Everyone has a flaky friend. You may even be that friend. I’ve certainly been that friend from time to time.

Increasing “flakiness” — meaning canceling plans a very short time before said plans are about to begin — is a trend generally attributed to people’s overscheduled lives, conflicting commitments, constant access to each other through personal technology, or a combination of all three.

It makes perfect sense that if someone felt exhausted from the strain of being overscheduled or pulled in all directions and could cancel plans in the moment using her computer or phone, she would be more likely to indeed cancel those plans.

While this explanation of flakiness is likely true for many people, my own experience of being a flake is a little different. When I flaked, I was not overscheduled. I had enough time and energy to get to the party and back. I was not invited to many events each night and inevitably had to flake on a few of them.

No, I was just nervous. As strange as it may sound, I was frequently — and at times still am — a little scared of seeing my friends. Not because my friends are in any way people to be scared of; my friends are amazing. I just knew that if I went, I would be keyed up all night. I would have to constantly soothe my anxious, overstimulated nerves. And sometimes, I just couldn’t bring myself to do the work of having fun.

Now that I’m a relationship coach, I know that I was caught in a classic social anxiety struggle — the one between wanting to be with people and also wanting to be comfortably at ease. For the socially anxious, introverted, or highly sensitive person, these two desires rarely are fulfilled in the same place at the same time.

Sometimes the desire to be with people won, and I went to the event. Sometimes the desire to be at ease won, and I flaked.

During this same period of my life, one of my best friends became a bit of a flake herself. As we all do, she made excuses for flaking that made it sound like she was simply in high demand. I bought the excuses for a while, but knowing that my own flakiness was really a symptom of something deeper, I decided to ask her if anything was wrong.

In a conversation that began about the superficial act of flaking, I found out that she had been feeling really down lately. She had been having a hard time getting motivated to do anything, including engage socially. For her, flaking wasn’t about being overscheduled. It wasn’t about being reliant on technology. And it wasn’t about being afraid of anxiety, as it was for me.
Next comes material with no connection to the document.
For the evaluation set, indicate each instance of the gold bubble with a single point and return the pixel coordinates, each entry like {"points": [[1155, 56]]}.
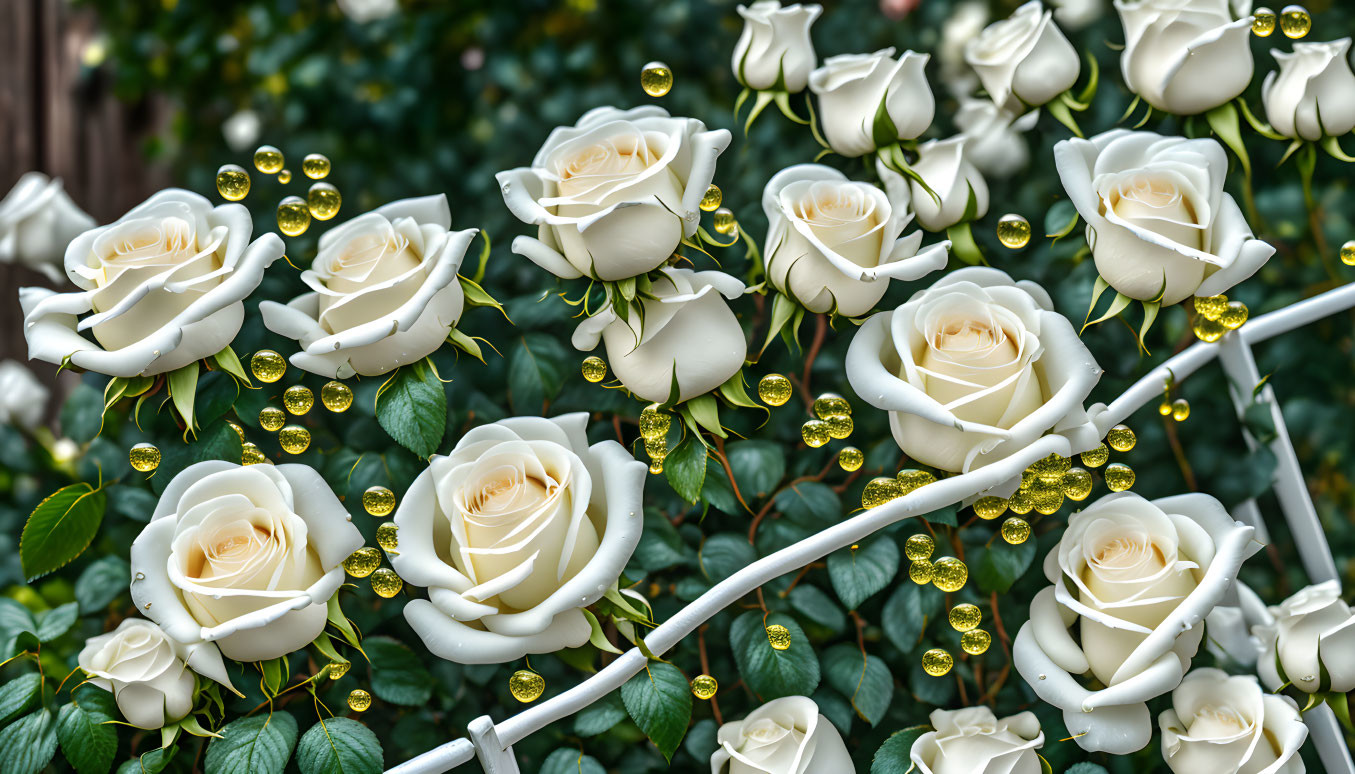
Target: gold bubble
{"points": [[976, 641], [362, 561], [1015, 530], [1119, 477], [1014, 231], [703, 686], [316, 166], [385, 582], [378, 500], [336, 396], [712, 198], [144, 457], [1119, 438], [919, 546], [778, 636], [1294, 22], [232, 182], [922, 571], [850, 458], [815, 433], [294, 438], [323, 201], [774, 389], [656, 79], [1263, 22], [1077, 484], [526, 686], [1096, 457], [724, 221], [965, 617], [359, 700], [293, 216], [1233, 316], [938, 663], [298, 399], [594, 369], [989, 507], [1180, 410], [949, 574], [268, 160], [267, 366]]}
Instead, my friend flaked when she couldn’t muster sufficient belief that the social event would be enjoyable. She flaked when she couldn’t see the point of going. She had lost some hope that there was fun out there is the world. She was depressed.

If my story or my friend’s story indicate anything, it’s that flakiness may not always be what it seems. Flakiness is a behavioral pattern that could easily signify deeper emotional distress.

So, if you’re the person always getting flaked on, you have every right to feel frustrated and to call the behavior rude. But after the frustration passes, ask yourself, “What’s really going on with my friend?”

Don’t assume that because she doesn’t show up, she’s too busy, too important, or too in demand. Instead, she may be too scared, too stressed, or too sad.